The Institute of Obstetricians and Gynaecologists is withdrawing accreditation for training of junior doctors from all maternity units with fewer than three consultants. The Minister of State knows that this means virtually all small units throughout the country. Patients are calling for small units to be kept open but we have a few one consultant and quite a few two consultant units and the withdrawal of recognition from these will mean that we have no units providing training throughout the country.
Many people think that non-consultant hospital doctors remain in the job for a year or two and then proceed to positions with large salaries. This is not so. In general, they are in these positions for seven to ten years and this has a serious effect on them. More than 50 per cent of medical school graduates are women and working conditions are even more difficult for women who, in general, take the greater burden of child care so that their progress in medicine if far more curtailed than it should be.
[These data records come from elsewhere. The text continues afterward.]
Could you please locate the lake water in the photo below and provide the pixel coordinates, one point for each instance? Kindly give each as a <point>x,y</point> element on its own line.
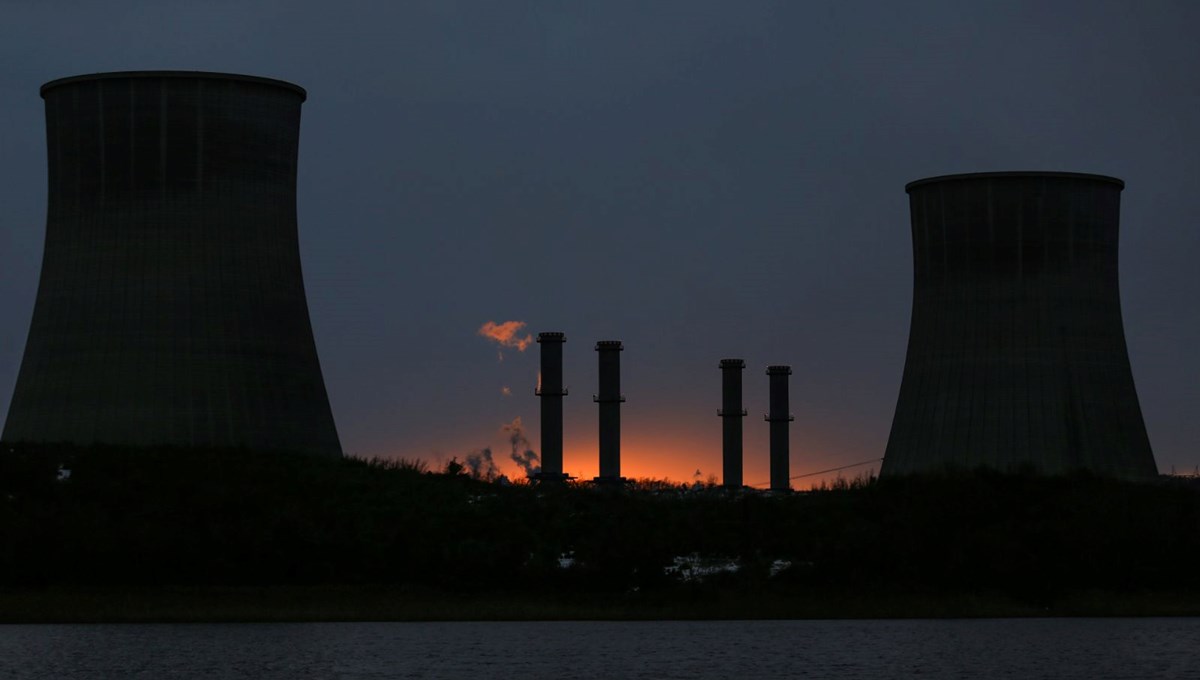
<point>925,649</point>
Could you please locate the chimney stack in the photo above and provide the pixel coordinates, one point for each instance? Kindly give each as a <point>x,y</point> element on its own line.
<point>610,401</point>
<point>550,389</point>
<point>779,420</point>
<point>731,421</point>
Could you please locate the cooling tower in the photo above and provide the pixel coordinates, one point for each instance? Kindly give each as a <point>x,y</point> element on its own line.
<point>1017,353</point>
<point>171,308</point>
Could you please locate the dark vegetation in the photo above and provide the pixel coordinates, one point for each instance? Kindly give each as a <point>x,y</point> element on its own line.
<point>220,519</point>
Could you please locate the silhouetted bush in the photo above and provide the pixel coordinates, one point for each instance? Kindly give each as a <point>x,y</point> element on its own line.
<point>166,516</point>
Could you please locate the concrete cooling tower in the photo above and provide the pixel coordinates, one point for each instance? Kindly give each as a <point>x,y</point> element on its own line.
<point>1017,353</point>
<point>171,308</point>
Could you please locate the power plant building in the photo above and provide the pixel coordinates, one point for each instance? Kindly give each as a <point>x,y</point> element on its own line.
<point>171,308</point>
<point>1017,351</point>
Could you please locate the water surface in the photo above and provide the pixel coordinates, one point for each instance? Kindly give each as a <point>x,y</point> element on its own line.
<point>925,649</point>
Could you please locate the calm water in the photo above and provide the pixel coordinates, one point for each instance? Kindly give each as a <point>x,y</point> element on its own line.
<point>1008,648</point>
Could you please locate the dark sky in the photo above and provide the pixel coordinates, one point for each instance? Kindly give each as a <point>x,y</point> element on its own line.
<point>696,179</point>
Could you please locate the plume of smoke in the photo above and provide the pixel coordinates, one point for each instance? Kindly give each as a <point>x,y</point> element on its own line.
<point>522,453</point>
<point>505,335</point>
<point>481,465</point>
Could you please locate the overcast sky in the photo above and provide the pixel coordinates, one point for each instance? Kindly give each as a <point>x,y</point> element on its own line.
<point>697,179</point>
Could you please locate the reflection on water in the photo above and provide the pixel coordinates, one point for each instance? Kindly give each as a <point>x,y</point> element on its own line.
<point>999,648</point>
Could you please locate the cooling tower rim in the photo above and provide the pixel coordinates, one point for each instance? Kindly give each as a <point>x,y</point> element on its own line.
<point>1011,174</point>
<point>195,74</point>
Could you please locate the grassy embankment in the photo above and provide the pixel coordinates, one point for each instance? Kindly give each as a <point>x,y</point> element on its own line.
<point>160,535</point>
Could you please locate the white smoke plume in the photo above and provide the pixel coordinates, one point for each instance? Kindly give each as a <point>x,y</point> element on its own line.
<point>522,453</point>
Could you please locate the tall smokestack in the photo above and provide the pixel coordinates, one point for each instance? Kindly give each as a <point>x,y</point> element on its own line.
<point>610,401</point>
<point>550,389</point>
<point>779,420</point>
<point>731,421</point>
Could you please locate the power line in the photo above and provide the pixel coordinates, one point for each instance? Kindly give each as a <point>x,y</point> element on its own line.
<point>825,471</point>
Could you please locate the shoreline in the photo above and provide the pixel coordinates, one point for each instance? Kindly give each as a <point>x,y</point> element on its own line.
<point>343,603</point>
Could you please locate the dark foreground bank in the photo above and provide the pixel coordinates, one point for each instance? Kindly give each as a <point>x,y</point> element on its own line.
<point>166,535</point>
<point>75,605</point>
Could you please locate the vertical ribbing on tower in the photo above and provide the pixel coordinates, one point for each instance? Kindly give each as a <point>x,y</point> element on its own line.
<point>780,420</point>
<point>731,421</point>
<point>610,401</point>
<point>550,389</point>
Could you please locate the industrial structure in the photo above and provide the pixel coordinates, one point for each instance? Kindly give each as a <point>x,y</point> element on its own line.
<point>780,419</point>
<point>171,308</point>
<point>610,399</point>
<point>1017,351</point>
<point>731,421</point>
<point>551,390</point>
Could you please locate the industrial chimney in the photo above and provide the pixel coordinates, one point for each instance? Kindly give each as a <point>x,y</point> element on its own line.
<point>1017,351</point>
<point>780,419</point>
<point>731,421</point>
<point>550,389</point>
<point>171,308</point>
<point>610,401</point>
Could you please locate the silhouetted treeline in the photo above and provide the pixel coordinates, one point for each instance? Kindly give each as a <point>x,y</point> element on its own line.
<point>166,516</point>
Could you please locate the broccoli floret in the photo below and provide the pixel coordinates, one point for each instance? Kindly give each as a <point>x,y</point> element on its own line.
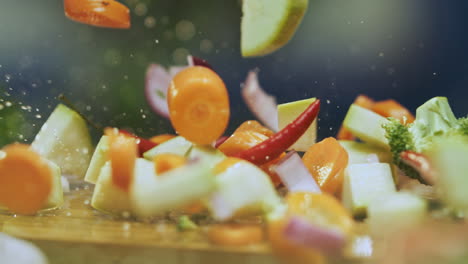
<point>434,121</point>
<point>400,139</point>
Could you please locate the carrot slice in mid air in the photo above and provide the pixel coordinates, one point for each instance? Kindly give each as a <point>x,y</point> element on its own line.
<point>166,161</point>
<point>198,105</point>
<point>391,108</point>
<point>25,179</point>
<point>123,152</point>
<point>235,235</point>
<point>362,101</point>
<point>326,162</point>
<point>102,13</point>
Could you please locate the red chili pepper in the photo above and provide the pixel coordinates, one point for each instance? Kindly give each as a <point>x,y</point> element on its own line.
<point>420,163</point>
<point>143,144</point>
<point>282,140</point>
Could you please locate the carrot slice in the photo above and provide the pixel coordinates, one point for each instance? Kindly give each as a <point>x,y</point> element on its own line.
<point>167,161</point>
<point>235,235</point>
<point>102,13</point>
<point>123,152</point>
<point>391,108</point>
<point>198,105</point>
<point>25,179</point>
<point>161,138</point>
<point>326,162</point>
<point>362,101</point>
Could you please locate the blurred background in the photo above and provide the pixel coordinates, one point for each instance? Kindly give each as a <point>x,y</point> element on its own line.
<point>406,50</point>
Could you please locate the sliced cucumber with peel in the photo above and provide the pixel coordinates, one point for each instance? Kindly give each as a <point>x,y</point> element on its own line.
<point>366,125</point>
<point>267,25</point>
<point>177,145</point>
<point>98,160</point>
<point>64,139</point>
<point>243,189</point>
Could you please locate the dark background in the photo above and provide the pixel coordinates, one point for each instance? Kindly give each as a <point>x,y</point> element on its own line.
<point>406,50</point>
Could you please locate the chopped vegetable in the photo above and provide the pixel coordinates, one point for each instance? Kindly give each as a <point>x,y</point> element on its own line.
<point>198,105</point>
<point>278,143</point>
<point>167,161</point>
<point>235,235</point>
<point>25,179</point>
<point>162,138</point>
<point>287,113</point>
<point>434,120</point>
<point>391,108</point>
<point>305,233</point>
<point>143,144</point>
<point>122,155</point>
<point>185,224</point>
<point>326,162</point>
<point>102,13</point>
<point>295,175</point>
<point>259,102</point>
<point>65,140</point>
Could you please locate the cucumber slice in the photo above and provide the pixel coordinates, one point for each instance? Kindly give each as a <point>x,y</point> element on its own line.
<point>64,139</point>
<point>97,161</point>
<point>267,25</point>
<point>109,198</point>
<point>243,189</point>
<point>448,156</point>
<point>177,145</point>
<point>363,183</point>
<point>366,125</point>
<point>289,112</point>
<point>394,212</point>
<point>152,196</point>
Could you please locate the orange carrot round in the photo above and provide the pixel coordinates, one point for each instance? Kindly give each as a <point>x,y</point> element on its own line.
<point>235,235</point>
<point>198,105</point>
<point>25,179</point>
<point>326,162</point>
<point>104,13</point>
<point>391,108</point>
<point>123,152</point>
<point>166,161</point>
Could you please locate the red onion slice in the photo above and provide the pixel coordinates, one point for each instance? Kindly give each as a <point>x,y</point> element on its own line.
<point>259,102</point>
<point>157,83</point>
<point>305,233</point>
<point>195,61</point>
<point>294,174</point>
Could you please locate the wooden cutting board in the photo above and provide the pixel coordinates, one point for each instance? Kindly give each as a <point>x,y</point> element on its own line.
<point>78,234</point>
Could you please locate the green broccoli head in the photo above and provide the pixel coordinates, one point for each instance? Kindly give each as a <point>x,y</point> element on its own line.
<point>434,122</point>
<point>400,139</point>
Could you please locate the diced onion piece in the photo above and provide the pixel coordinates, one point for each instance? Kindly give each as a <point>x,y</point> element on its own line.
<point>259,102</point>
<point>305,233</point>
<point>157,83</point>
<point>65,184</point>
<point>294,175</point>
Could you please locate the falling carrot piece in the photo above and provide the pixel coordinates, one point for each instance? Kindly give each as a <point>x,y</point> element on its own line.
<point>198,105</point>
<point>167,161</point>
<point>391,108</point>
<point>235,235</point>
<point>25,179</point>
<point>123,152</point>
<point>161,138</point>
<point>101,13</point>
<point>362,101</point>
<point>326,162</point>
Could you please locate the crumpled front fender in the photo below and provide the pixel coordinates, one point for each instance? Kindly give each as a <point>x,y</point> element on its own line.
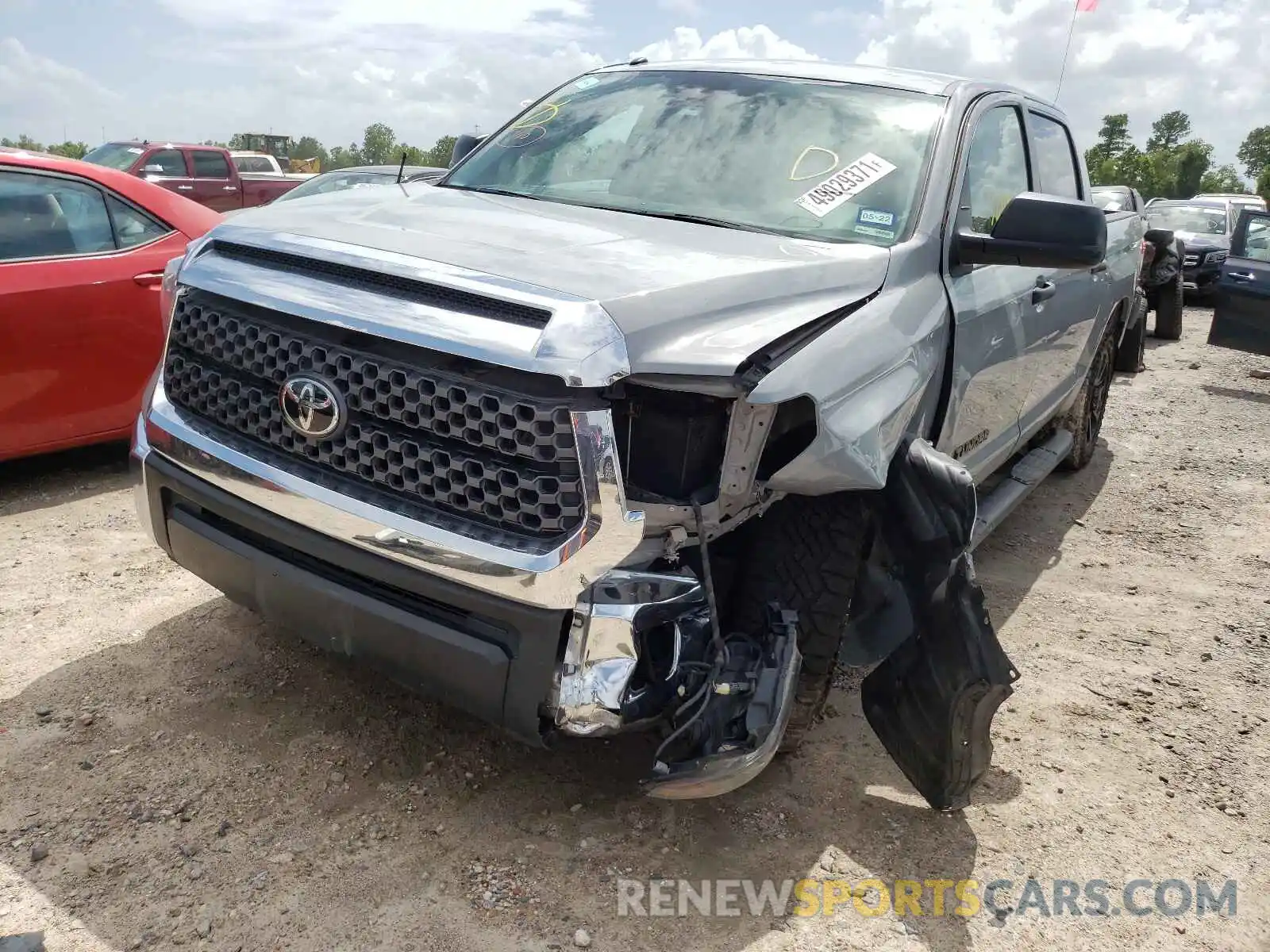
<point>874,378</point>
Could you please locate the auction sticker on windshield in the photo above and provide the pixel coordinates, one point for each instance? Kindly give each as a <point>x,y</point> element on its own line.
<point>848,182</point>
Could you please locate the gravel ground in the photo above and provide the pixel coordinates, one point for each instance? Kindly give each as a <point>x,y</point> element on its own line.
<point>173,774</point>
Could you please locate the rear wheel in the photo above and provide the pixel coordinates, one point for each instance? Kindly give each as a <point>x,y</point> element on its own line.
<point>1085,418</point>
<point>1168,311</point>
<point>1128,355</point>
<point>804,554</point>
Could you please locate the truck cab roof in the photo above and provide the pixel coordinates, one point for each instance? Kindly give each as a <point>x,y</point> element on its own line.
<point>910,80</point>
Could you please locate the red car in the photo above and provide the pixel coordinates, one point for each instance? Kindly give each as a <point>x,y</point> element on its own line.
<point>82,257</point>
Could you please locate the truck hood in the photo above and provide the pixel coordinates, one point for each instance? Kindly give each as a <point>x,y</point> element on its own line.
<point>689,298</point>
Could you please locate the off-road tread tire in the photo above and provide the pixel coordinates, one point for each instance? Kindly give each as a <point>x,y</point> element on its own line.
<point>1133,346</point>
<point>1168,311</point>
<point>1085,444</point>
<point>804,554</point>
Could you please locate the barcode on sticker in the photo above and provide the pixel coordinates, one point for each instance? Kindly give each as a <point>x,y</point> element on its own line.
<point>846,183</point>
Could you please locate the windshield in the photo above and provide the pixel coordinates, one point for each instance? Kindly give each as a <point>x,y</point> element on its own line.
<point>1109,200</point>
<point>1187,217</point>
<point>817,160</point>
<point>114,155</point>
<point>338,182</point>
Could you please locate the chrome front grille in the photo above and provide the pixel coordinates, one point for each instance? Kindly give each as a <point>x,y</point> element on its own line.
<point>438,438</point>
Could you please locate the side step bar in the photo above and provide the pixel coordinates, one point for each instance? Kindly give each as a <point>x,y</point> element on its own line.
<point>1022,479</point>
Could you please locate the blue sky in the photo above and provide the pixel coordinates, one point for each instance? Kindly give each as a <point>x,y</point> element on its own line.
<point>203,69</point>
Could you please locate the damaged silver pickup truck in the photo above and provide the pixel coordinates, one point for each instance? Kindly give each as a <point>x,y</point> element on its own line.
<point>687,385</point>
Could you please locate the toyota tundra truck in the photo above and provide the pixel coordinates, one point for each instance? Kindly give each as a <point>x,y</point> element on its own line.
<point>685,386</point>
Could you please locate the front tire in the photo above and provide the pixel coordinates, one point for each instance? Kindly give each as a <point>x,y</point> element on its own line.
<point>1128,355</point>
<point>1168,311</point>
<point>1085,418</point>
<point>806,554</point>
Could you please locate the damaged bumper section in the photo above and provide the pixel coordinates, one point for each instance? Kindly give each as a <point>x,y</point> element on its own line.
<point>564,643</point>
<point>643,651</point>
<point>634,651</point>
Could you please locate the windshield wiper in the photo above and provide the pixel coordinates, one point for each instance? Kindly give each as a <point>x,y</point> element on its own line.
<point>702,220</point>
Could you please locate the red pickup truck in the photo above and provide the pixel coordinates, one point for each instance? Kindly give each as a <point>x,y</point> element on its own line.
<point>205,175</point>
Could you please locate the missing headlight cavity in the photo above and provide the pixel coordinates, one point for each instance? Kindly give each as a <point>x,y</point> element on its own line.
<point>670,443</point>
<point>793,432</point>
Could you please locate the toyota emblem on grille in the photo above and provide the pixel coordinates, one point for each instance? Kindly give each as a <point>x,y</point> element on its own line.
<point>311,406</point>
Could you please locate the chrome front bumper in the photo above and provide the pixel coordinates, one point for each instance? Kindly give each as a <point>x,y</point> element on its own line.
<point>552,579</point>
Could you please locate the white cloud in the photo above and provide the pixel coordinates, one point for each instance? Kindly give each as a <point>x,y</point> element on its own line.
<point>1143,57</point>
<point>745,44</point>
<point>429,67</point>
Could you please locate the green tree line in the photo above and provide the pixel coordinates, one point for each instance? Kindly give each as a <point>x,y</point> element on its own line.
<point>379,146</point>
<point>1175,164</point>
<point>71,150</point>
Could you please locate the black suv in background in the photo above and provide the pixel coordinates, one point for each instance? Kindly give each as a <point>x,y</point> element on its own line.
<point>1204,225</point>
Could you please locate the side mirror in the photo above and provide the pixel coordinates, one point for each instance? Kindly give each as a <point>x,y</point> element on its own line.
<point>464,145</point>
<point>1039,232</point>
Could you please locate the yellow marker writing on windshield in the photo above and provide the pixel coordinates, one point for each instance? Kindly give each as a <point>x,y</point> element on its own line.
<point>833,164</point>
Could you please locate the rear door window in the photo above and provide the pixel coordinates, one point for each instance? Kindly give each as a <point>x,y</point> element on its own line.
<point>171,162</point>
<point>210,165</point>
<point>997,167</point>
<point>1056,158</point>
<point>133,226</point>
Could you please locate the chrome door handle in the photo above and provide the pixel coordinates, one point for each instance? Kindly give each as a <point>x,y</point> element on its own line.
<point>1045,290</point>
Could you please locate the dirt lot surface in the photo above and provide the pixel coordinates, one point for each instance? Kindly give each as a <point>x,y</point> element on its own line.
<point>173,774</point>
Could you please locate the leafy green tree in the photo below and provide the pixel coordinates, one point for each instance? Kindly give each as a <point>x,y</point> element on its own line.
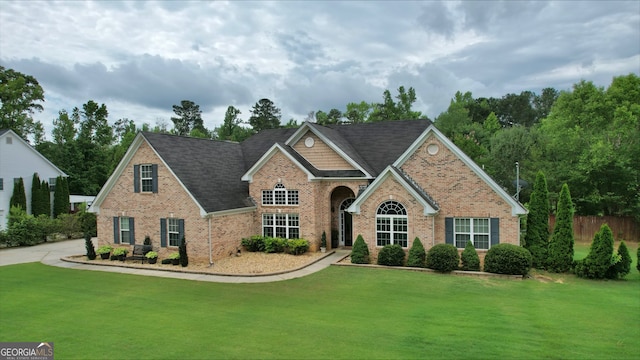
<point>264,115</point>
<point>470,258</point>
<point>561,244</point>
<point>417,254</point>
<point>19,197</point>
<point>20,95</point>
<point>188,117</point>
<point>537,237</point>
<point>360,251</point>
<point>597,263</point>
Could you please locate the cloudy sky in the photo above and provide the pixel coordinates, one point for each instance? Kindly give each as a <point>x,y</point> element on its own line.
<point>142,57</point>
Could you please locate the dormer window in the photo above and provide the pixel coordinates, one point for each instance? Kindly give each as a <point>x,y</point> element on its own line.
<point>280,195</point>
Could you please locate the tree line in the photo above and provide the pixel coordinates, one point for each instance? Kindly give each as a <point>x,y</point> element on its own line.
<point>587,137</point>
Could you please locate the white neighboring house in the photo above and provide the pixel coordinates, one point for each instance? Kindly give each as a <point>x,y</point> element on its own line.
<point>18,159</point>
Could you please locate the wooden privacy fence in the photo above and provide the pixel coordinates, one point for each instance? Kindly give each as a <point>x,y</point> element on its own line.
<point>585,227</point>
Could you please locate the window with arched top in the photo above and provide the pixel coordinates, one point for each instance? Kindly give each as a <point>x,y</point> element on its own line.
<point>280,195</point>
<point>391,224</point>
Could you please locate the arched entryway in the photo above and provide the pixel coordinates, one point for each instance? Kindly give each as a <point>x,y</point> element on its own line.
<point>341,226</point>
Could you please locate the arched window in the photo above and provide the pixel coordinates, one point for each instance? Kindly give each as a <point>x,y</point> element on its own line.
<point>391,224</point>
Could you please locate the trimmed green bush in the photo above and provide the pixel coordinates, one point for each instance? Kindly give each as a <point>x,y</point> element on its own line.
<point>470,259</point>
<point>391,255</point>
<point>443,258</point>
<point>182,250</point>
<point>297,246</point>
<point>360,251</point>
<point>417,254</point>
<point>254,243</point>
<point>91,251</point>
<point>597,263</point>
<point>507,259</point>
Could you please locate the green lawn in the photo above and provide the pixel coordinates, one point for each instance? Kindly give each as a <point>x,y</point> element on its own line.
<point>340,312</point>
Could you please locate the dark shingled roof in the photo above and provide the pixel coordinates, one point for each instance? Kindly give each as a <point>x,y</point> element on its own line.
<point>209,169</point>
<point>212,170</point>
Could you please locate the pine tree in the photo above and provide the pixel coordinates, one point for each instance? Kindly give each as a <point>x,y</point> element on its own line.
<point>360,251</point>
<point>182,249</point>
<point>19,197</point>
<point>537,238</point>
<point>562,241</point>
<point>598,261</point>
<point>417,255</point>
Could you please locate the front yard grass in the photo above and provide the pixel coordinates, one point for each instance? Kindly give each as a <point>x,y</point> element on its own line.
<point>340,312</point>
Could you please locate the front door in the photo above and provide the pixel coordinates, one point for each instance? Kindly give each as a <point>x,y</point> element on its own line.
<point>346,225</point>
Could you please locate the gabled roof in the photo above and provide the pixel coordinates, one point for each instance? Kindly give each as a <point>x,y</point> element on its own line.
<point>429,205</point>
<point>4,132</point>
<point>208,170</point>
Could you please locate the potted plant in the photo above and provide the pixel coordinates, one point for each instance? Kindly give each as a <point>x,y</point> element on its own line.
<point>104,251</point>
<point>175,258</point>
<point>120,253</point>
<point>323,242</point>
<point>152,257</point>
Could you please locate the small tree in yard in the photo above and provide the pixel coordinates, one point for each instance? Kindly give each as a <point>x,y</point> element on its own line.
<point>536,239</point>
<point>561,245</point>
<point>360,251</point>
<point>91,251</point>
<point>417,255</point>
<point>470,259</point>
<point>184,259</point>
<point>599,259</point>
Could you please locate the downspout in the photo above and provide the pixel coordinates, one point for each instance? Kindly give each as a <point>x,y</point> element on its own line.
<point>210,254</point>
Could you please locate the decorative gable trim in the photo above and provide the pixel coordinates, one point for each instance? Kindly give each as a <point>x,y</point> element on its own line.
<point>516,207</point>
<point>248,176</point>
<point>307,126</point>
<point>124,163</point>
<point>389,171</point>
<point>9,132</point>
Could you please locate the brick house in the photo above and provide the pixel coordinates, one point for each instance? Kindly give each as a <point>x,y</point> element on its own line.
<point>389,181</point>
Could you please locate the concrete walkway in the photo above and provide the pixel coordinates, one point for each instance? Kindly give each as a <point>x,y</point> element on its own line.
<point>51,254</point>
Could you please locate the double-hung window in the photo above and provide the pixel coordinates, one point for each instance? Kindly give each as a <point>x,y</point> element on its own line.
<point>281,225</point>
<point>280,195</point>
<point>391,224</point>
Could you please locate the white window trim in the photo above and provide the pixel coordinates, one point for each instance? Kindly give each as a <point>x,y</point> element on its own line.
<point>472,233</point>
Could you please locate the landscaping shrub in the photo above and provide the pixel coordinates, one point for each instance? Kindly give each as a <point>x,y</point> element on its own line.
<point>417,255</point>
<point>182,250</point>
<point>274,245</point>
<point>443,258</point>
<point>597,263</point>
<point>360,251</point>
<point>470,259</point>
<point>391,255</point>
<point>91,251</point>
<point>297,246</point>
<point>254,243</point>
<point>507,259</point>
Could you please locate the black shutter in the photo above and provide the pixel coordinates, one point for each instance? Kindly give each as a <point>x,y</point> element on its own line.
<point>495,231</point>
<point>154,177</point>
<point>181,230</point>
<point>163,232</point>
<point>448,230</point>
<point>116,230</point>
<point>136,178</point>
<point>132,233</point>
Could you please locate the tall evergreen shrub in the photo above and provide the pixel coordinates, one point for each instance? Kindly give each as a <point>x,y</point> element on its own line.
<point>561,244</point>
<point>18,197</point>
<point>360,251</point>
<point>417,255</point>
<point>182,249</point>
<point>598,261</point>
<point>470,258</point>
<point>536,239</point>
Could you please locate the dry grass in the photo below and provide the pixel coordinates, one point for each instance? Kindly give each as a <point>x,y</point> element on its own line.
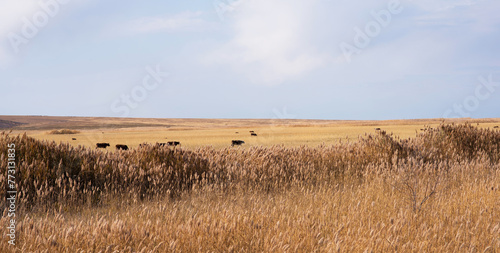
<point>64,131</point>
<point>437,192</point>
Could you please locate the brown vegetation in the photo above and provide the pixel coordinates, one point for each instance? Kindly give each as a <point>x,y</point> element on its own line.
<point>64,131</point>
<point>437,192</point>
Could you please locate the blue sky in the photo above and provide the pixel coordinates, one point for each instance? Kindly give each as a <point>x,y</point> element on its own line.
<point>315,59</point>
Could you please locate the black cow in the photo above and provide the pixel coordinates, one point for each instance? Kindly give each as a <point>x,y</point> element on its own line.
<point>102,145</point>
<point>121,147</point>
<point>173,143</point>
<point>237,142</point>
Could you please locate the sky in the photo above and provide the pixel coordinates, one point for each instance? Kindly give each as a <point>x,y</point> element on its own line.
<point>294,59</point>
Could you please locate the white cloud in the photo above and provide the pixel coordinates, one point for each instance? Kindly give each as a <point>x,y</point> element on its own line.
<point>270,42</point>
<point>11,14</point>
<point>185,21</point>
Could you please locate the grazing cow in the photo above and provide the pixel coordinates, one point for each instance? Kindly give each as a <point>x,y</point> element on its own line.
<point>121,147</point>
<point>102,145</point>
<point>173,143</point>
<point>237,142</point>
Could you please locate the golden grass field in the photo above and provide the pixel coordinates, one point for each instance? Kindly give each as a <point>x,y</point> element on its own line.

This affects the promotion prospects of women doctors and impacts on family life.
Despite greatly improved pay and conditions in the United Kingdom, junior doctors there still refuse to agree to the remuneration bands put forward for them. They have better conditions than our doctors and I do not wish to see Ireland remain the only country in the European Union which refuses to bring in proper working conditions for non-consultant hospital doctors. I ask the Minister of State to urge the Department to address this matter before we get to the point of having people leaving Ireland immediately after graduation if they are Irish citizens, no non-EU nationals coming in because we cannot fulfil their expectations and a medical service bereft of those who do enormous work running it on a day to day basis.